What the Lesnar Victory Actually Represents for African Athletes
Brock Lesnar debuted in WWE in 2002 and won his first championship that same year. Over the two decades that followed, he became the defining physical presence in the company’s modern history. For a 28-year-old Nigerian who signed with WWE’s developmental program just five years earlier to end that run is not simply a strong performance on a big night. It is a structural statement about where African athletes now stand in the global entertainment landscape. The story carries the same cultural weight for wrestling fans that Burna Boy’s World Cup opening ceremony co-headline carries for music fans. Both represent the same shift. African excellence is no longer waiting for a seat at the table. It is building the table.

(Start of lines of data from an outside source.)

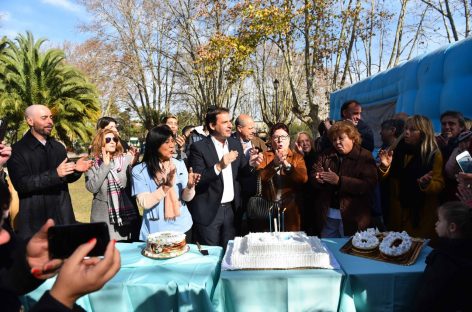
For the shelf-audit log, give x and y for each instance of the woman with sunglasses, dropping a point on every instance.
(107, 180)
(162, 186)
(282, 173)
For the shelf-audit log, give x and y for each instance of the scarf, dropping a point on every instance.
(171, 200)
(120, 209)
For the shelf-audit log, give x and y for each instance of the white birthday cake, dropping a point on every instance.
(281, 250)
(163, 245)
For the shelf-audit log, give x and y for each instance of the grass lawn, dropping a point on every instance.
(81, 199)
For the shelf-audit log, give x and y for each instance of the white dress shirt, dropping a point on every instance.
(228, 188)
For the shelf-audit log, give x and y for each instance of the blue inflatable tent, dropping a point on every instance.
(428, 85)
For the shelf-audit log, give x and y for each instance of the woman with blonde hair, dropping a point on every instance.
(415, 171)
(107, 180)
(344, 178)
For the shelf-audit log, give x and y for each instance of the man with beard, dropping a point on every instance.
(220, 160)
(40, 171)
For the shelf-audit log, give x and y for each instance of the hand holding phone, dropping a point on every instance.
(63, 240)
(465, 162)
(3, 129)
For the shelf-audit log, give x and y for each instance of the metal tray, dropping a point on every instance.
(407, 259)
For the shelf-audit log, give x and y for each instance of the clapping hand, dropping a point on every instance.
(37, 254)
(78, 277)
(83, 164)
(170, 180)
(133, 151)
(227, 159)
(5, 153)
(180, 140)
(280, 157)
(65, 168)
(255, 158)
(106, 156)
(193, 178)
(385, 157)
(425, 180)
(328, 177)
(299, 149)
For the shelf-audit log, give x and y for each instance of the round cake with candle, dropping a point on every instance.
(365, 241)
(164, 245)
(395, 244)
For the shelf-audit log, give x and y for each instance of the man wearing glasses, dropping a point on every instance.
(220, 160)
(40, 172)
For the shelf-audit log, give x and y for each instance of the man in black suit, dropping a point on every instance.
(220, 160)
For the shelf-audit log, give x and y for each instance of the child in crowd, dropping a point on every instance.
(447, 280)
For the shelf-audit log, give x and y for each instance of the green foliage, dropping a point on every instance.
(29, 76)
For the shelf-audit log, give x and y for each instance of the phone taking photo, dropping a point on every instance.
(465, 162)
(63, 240)
(3, 129)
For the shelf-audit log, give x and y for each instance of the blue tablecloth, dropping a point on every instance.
(185, 283)
(281, 290)
(371, 285)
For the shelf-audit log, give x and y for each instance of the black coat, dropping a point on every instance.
(43, 194)
(447, 280)
(209, 190)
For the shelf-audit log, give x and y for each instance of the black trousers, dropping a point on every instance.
(219, 231)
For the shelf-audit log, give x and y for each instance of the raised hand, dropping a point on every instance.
(78, 277)
(193, 178)
(37, 254)
(329, 177)
(385, 157)
(83, 164)
(170, 179)
(426, 179)
(65, 168)
(5, 153)
(255, 158)
(299, 149)
(227, 159)
(106, 156)
(180, 140)
(280, 156)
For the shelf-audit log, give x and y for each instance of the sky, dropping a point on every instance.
(55, 20)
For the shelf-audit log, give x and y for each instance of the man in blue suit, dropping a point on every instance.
(220, 160)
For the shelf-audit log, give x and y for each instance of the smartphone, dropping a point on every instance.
(465, 162)
(63, 240)
(3, 129)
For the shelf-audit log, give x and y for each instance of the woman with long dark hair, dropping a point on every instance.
(282, 173)
(415, 171)
(107, 180)
(162, 186)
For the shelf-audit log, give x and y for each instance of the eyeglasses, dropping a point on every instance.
(108, 140)
(280, 138)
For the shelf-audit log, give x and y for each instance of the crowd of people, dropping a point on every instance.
(201, 181)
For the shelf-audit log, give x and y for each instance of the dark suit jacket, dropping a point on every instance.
(209, 190)
(43, 194)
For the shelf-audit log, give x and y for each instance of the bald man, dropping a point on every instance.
(246, 134)
(40, 172)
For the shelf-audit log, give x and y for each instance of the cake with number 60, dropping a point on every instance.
(280, 250)
(163, 245)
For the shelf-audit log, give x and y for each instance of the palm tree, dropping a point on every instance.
(29, 76)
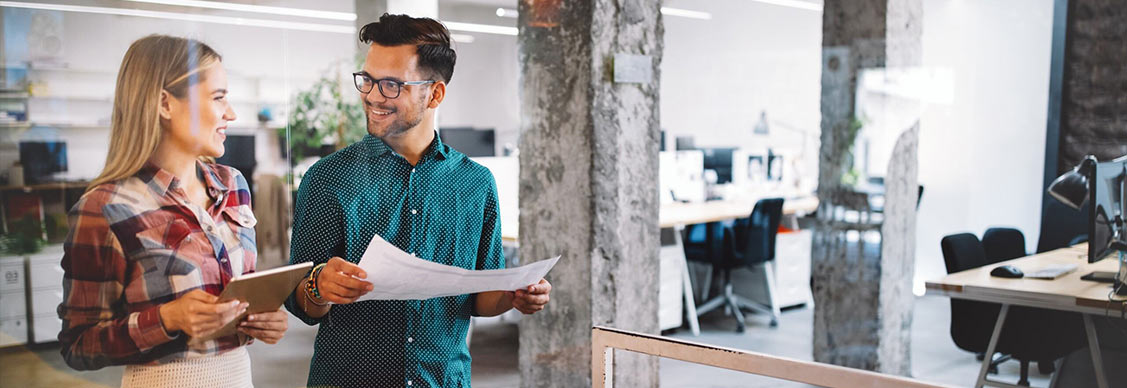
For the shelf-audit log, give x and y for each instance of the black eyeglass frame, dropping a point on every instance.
(379, 84)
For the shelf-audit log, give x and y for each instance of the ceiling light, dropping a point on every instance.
(685, 12)
(461, 37)
(795, 3)
(258, 9)
(472, 27)
(187, 17)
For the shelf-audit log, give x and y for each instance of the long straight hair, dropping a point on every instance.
(152, 63)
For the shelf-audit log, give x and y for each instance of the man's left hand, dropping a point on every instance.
(532, 298)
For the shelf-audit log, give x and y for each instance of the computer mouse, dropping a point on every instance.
(1006, 271)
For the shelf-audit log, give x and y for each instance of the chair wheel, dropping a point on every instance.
(1046, 367)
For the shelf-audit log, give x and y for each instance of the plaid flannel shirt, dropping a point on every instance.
(136, 244)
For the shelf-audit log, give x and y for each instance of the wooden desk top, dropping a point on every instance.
(674, 214)
(1067, 292)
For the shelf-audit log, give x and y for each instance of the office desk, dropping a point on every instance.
(675, 217)
(1067, 293)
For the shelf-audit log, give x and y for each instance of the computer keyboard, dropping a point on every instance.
(1052, 271)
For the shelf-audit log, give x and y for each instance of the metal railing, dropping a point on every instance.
(604, 341)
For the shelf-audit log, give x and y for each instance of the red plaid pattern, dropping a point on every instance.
(136, 244)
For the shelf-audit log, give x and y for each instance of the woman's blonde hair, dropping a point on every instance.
(152, 63)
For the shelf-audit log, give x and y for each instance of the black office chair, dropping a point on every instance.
(1003, 244)
(1028, 334)
(972, 322)
(748, 241)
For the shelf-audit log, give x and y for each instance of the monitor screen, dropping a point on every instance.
(470, 141)
(41, 159)
(1107, 206)
(719, 159)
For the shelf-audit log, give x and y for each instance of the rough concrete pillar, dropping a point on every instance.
(588, 181)
(862, 298)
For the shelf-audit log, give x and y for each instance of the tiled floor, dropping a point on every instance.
(494, 347)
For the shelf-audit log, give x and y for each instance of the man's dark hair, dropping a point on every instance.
(429, 37)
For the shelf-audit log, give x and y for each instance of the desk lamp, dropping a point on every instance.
(1072, 190)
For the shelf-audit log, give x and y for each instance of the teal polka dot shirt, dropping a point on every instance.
(444, 210)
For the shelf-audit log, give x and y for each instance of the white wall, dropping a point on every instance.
(265, 67)
(982, 157)
(484, 91)
(719, 75)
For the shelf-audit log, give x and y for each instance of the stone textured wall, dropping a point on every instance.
(588, 187)
(862, 297)
(1094, 97)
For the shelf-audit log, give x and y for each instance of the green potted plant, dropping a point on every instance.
(322, 115)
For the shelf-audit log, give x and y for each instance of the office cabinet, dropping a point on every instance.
(29, 297)
(670, 296)
(45, 288)
(12, 301)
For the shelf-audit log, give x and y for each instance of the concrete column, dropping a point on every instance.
(588, 181)
(862, 299)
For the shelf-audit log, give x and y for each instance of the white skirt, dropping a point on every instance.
(230, 369)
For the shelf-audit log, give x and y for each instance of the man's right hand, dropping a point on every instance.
(339, 282)
(198, 312)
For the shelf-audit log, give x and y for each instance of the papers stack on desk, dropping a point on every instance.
(397, 275)
(1052, 271)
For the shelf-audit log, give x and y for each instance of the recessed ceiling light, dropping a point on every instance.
(257, 9)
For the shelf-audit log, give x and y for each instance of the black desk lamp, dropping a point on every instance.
(1071, 188)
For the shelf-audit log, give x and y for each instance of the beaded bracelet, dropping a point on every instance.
(311, 284)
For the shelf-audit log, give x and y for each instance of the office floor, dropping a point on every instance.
(494, 346)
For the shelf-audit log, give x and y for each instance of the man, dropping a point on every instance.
(402, 184)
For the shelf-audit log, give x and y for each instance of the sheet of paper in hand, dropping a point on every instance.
(397, 275)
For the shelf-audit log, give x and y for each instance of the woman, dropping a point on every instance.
(160, 232)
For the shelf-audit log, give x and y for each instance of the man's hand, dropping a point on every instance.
(339, 282)
(533, 298)
(267, 327)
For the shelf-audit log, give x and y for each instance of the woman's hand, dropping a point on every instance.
(198, 312)
(267, 327)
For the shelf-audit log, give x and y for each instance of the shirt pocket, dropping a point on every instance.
(163, 269)
(163, 236)
(240, 215)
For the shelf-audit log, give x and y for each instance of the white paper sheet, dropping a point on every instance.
(397, 275)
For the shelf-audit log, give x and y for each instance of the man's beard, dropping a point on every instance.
(400, 125)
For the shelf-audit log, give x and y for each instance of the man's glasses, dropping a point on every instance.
(389, 88)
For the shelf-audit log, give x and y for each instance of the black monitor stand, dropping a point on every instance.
(1107, 276)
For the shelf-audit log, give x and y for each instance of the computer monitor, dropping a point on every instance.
(684, 143)
(41, 159)
(470, 141)
(719, 159)
(1107, 208)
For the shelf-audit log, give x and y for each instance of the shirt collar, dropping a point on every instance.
(378, 148)
(160, 181)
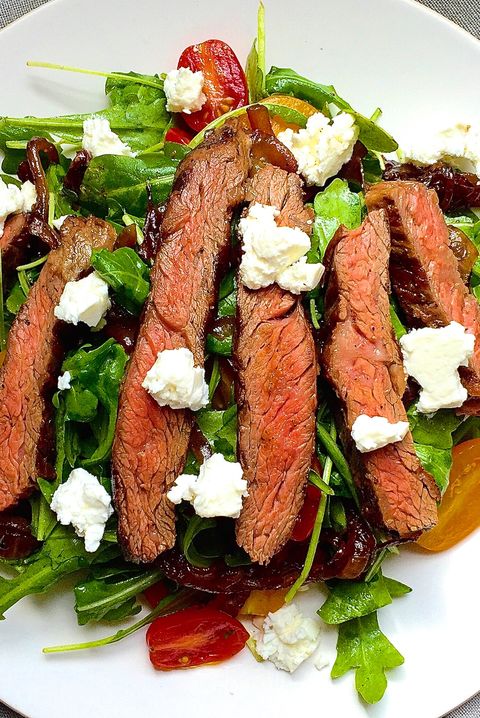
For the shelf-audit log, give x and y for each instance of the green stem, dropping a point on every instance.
(98, 73)
(317, 527)
(169, 604)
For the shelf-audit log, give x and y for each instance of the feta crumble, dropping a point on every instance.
(288, 637)
(63, 382)
(432, 357)
(15, 199)
(83, 502)
(183, 90)
(458, 145)
(218, 490)
(174, 381)
(85, 300)
(99, 139)
(373, 432)
(323, 147)
(272, 253)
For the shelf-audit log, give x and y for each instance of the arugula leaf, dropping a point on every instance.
(110, 593)
(433, 441)
(93, 400)
(62, 553)
(361, 646)
(220, 430)
(125, 272)
(113, 184)
(285, 81)
(334, 206)
(353, 599)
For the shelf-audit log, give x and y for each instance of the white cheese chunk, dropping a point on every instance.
(85, 300)
(99, 139)
(83, 502)
(174, 381)
(432, 357)
(288, 637)
(373, 432)
(15, 199)
(323, 147)
(458, 145)
(183, 90)
(64, 381)
(218, 490)
(271, 253)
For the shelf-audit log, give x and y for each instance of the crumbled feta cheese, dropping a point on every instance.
(183, 90)
(432, 357)
(323, 147)
(98, 139)
(64, 381)
(218, 490)
(271, 253)
(288, 637)
(300, 276)
(458, 145)
(85, 300)
(174, 381)
(57, 223)
(15, 199)
(373, 432)
(83, 502)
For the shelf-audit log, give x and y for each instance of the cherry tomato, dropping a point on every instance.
(458, 513)
(194, 637)
(176, 134)
(306, 518)
(154, 594)
(225, 85)
(259, 603)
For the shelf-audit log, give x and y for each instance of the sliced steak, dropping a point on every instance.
(276, 388)
(34, 354)
(361, 361)
(425, 273)
(151, 441)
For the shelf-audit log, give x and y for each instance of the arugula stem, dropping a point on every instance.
(170, 604)
(98, 73)
(317, 527)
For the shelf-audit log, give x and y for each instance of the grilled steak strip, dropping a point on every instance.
(361, 360)
(151, 441)
(276, 388)
(425, 273)
(34, 354)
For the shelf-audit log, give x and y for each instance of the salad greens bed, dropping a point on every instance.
(109, 589)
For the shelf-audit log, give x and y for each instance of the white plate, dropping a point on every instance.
(420, 69)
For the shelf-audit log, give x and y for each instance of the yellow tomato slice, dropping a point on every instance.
(259, 603)
(459, 512)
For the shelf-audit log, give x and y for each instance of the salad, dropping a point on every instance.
(239, 356)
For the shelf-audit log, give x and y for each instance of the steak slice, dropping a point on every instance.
(276, 388)
(151, 442)
(425, 273)
(34, 354)
(361, 361)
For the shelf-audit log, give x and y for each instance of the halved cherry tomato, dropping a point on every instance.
(458, 514)
(225, 85)
(194, 637)
(259, 603)
(176, 134)
(154, 594)
(306, 518)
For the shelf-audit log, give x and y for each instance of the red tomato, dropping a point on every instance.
(306, 518)
(176, 134)
(154, 594)
(194, 637)
(225, 85)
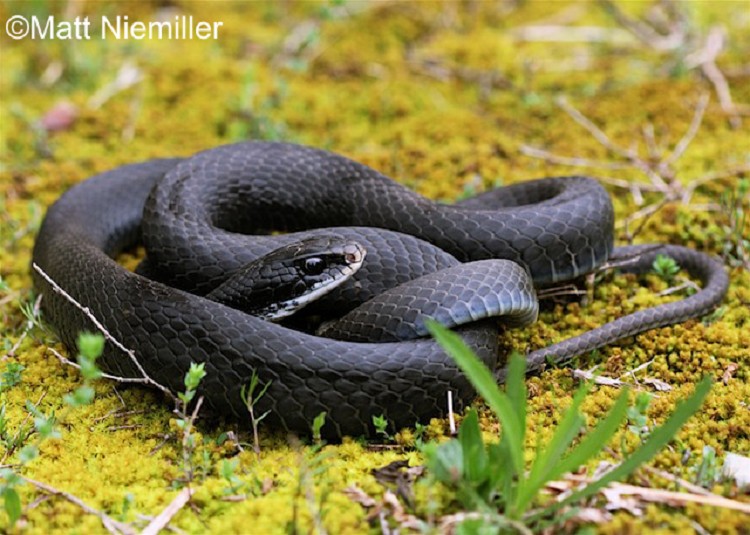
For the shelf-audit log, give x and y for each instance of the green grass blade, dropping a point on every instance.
(484, 382)
(548, 458)
(596, 439)
(515, 389)
(659, 438)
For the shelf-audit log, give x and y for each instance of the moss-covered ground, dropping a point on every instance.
(445, 97)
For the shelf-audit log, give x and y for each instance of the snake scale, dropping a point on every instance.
(484, 248)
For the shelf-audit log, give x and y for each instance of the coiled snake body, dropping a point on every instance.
(557, 228)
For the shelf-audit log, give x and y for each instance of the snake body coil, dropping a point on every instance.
(557, 228)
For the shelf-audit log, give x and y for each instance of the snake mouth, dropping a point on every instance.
(341, 266)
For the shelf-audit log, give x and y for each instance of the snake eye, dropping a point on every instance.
(314, 266)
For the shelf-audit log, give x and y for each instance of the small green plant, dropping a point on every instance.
(708, 472)
(666, 268)
(228, 471)
(637, 417)
(186, 421)
(90, 347)
(381, 426)
(11, 376)
(736, 243)
(492, 478)
(251, 398)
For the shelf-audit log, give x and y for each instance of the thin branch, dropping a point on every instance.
(162, 519)
(695, 124)
(87, 312)
(68, 362)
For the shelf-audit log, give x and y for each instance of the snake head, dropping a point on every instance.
(284, 281)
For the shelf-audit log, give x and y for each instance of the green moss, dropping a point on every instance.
(438, 95)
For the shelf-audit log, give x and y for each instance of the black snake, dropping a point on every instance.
(558, 228)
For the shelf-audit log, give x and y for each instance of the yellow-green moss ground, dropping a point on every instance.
(441, 96)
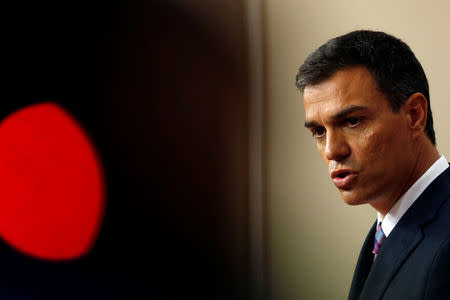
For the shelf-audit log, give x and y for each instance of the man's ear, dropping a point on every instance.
(416, 112)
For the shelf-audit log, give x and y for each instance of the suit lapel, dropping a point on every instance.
(405, 237)
(363, 266)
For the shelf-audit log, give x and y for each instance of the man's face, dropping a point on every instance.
(366, 146)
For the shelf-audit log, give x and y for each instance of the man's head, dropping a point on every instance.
(369, 114)
(394, 67)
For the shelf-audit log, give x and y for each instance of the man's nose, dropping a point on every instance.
(336, 147)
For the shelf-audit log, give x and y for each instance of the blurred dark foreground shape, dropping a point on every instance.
(162, 93)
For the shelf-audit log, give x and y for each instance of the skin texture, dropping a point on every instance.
(355, 129)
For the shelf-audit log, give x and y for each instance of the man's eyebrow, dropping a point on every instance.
(347, 111)
(339, 115)
(311, 124)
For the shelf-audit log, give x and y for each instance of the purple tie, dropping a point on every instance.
(379, 239)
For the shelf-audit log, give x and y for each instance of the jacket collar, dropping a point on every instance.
(404, 238)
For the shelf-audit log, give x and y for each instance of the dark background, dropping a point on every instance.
(162, 92)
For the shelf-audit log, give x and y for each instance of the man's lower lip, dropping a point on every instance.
(346, 182)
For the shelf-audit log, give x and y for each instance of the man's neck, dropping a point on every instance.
(426, 155)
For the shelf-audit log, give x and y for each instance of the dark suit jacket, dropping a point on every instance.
(414, 261)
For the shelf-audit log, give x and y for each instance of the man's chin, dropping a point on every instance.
(351, 198)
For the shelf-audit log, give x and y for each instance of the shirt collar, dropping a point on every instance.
(407, 199)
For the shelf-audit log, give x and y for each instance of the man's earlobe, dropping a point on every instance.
(416, 109)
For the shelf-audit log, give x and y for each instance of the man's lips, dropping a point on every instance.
(344, 178)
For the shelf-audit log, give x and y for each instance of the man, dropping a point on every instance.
(367, 105)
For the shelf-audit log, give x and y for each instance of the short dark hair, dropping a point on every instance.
(394, 67)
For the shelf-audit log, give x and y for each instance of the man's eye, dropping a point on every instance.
(318, 132)
(352, 121)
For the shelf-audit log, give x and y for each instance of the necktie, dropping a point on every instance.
(379, 239)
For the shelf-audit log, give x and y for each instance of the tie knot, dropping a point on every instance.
(379, 239)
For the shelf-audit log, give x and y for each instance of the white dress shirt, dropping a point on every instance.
(401, 206)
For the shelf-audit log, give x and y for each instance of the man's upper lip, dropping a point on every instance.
(336, 173)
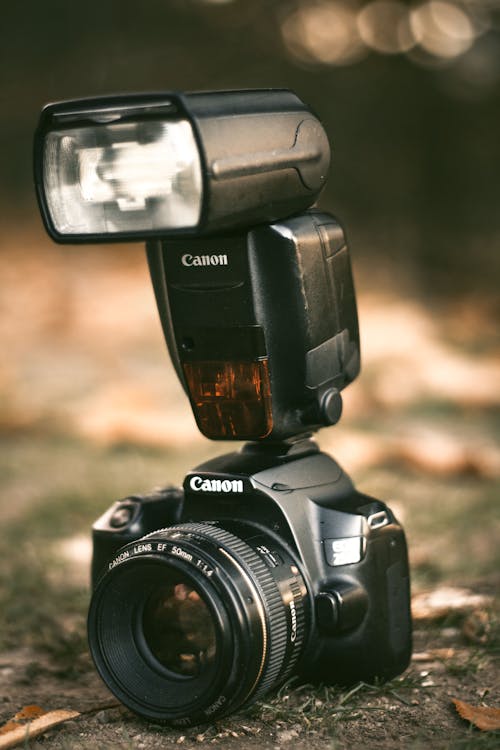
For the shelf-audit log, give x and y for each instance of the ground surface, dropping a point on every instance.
(44, 660)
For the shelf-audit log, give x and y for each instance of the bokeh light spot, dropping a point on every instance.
(324, 33)
(384, 25)
(442, 29)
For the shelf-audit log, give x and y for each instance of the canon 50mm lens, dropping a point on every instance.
(191, 622)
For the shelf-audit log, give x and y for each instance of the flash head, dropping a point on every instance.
(133, 167)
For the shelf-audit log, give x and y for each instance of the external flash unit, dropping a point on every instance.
(268, 562)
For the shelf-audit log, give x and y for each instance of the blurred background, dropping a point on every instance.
(409, 94)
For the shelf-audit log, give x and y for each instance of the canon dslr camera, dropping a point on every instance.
(267, 563)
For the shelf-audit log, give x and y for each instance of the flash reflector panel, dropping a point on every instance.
(132, 167)
(126, 177)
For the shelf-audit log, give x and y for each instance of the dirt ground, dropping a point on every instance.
(413, 711)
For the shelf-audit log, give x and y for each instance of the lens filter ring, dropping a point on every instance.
(189, 623)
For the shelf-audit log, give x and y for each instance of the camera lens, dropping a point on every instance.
(194, 621)
(178, 627)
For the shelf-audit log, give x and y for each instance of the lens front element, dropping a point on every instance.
(178, 627)
(192, 622)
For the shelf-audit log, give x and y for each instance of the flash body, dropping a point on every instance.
(261, 325)
(279, 559)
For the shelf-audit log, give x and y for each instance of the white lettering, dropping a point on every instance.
(182, 553)
(293, 613)
(121, 557)
(198, 484)
(142, 548)
(204, 260)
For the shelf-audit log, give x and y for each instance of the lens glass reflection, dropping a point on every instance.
(179, 629)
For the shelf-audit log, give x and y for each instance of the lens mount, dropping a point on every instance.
(193, 621)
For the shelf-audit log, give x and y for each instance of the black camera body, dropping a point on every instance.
(267, 563)
(301, 574)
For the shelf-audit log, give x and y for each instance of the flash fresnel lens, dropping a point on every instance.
(132, 167)
(123, 177)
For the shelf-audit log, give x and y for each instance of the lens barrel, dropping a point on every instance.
(193, 621)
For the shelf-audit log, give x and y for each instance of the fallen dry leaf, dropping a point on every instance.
(483, 717)
(445, 601)
(30, 722)
(434, 653)
(27, 713)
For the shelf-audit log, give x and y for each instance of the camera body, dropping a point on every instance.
(335, 560)
(268, 563)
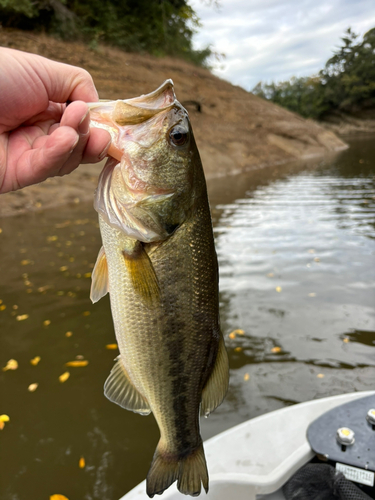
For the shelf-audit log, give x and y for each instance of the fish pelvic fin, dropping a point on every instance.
(142, 274)
(190, 471)
(119, 389)
(217, 385)
(99, 278)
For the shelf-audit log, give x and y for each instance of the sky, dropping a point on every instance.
(273, 40)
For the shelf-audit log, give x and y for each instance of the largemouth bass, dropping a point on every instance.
(159, 265)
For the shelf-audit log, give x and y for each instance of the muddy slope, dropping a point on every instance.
(234, 129)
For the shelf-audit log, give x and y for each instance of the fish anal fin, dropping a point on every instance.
(217, 385)
(99, 278)
(190, 471)
(142, 274)
(119, 389)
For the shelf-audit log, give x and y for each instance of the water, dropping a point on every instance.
(296, 247)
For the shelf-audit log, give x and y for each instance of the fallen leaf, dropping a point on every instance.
(77, 363)
(238, 332)
(64, 377)
(11, 365)
(276, 349)
(22, 317)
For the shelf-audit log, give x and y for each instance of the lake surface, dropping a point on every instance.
(296, 248)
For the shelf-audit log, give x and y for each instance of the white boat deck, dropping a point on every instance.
(253, 460)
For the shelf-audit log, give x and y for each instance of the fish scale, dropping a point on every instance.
(159, 265)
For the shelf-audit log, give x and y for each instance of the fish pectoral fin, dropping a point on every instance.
(119, 389)
(217, 385)
(99, 278)
(142, 274)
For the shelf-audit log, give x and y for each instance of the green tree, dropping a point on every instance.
(347, 82)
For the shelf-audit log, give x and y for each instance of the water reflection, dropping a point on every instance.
(296, 251)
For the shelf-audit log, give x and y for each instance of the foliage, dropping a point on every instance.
(347, 83)
(158, 27)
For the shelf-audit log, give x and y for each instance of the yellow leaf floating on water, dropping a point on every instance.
(22, 317)
(3, 418)
(12, 364)
(77, 363)
(276, 349)
(64, 377)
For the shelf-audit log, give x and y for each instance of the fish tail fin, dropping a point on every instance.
(189, 470)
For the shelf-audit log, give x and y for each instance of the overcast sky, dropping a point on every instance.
(276, 39)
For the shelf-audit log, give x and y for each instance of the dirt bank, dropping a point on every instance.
(234, 129)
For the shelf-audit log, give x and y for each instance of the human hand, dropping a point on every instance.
(39, 136)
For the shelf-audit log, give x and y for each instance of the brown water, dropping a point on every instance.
(296, 247)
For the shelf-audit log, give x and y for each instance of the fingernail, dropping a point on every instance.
(83, 126)
(105, 150)
(74, 145)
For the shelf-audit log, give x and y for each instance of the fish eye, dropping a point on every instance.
(179, 136)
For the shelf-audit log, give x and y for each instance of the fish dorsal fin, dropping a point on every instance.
(99, 278)
(119, 389)
(142, 274)
(217, 385)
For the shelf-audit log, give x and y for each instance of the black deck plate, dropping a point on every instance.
(321, 434)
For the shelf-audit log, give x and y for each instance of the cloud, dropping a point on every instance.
(273, 40)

King of the Ring and What the Oba Femi WWE Story Does Next
The WrestleMania victory was not the final chapter. Rather, it was the opening of a much larger story. On June 1, one week after suffering a loss to Lesnar in their rematch at WWE Clash in Italy, Oba Femi won a Fatal 4-Way match against Intercontinental Champion Penta, Carmelo Hayes, and Solo Sikoa in the first round of the King of the Ring tournament on Raw. He advanced to the semifinals, where he faces Dominik Mysterio. The King of the Ring final takes place in Saudi Arabia at Night of Champions on June 27. The winner receives a World Championship match at SummerSlam in August.
Tonight, Monday June 8, Femi opens Raw. He is scheduled to address the King of the Ring field and his next steps. The Nigerian from Lagos who once competed in shot put at the University of Alabama is now opening the flagship show of the world’s largest professional wrestling company on Netflix, building toward a championship opportunity at the biggest event of the summer.
For the DMV’s Nigerian and broader African community, this is the moment to get invested in a new weekly ritual. Watch parties for Monday Night Raw are already a growing tradition across the region. For those looking for the right spots to gather, the AfroDMV guide to African-owned cultural hubs and gathering spaces across PG County and Montgomery County maps where the community connects. Additionally, for a broader view of the African excellence dominating global entertainment this summer, from Oba Femi’s King of the Ring campaign to Burna Boy’s World Cup stage, the AfroDMV summer 2026 entertainment calendar for the DMV diaspora covers every major moment worth marking.
Oba Femi holds a degree in visual arts and has credited his Yoruba upbringing and the resilient spirit of his Lagos roots for driving his meteoric rise. He is not simply a wrestler who happens to be Nigerian. He is a young man who carried the full weight of Lagos onto the biggest stage in professional wrestling and refused to be moved. The King of the Ring crown is next. After that, a world title shot. The Ruler is just getting started.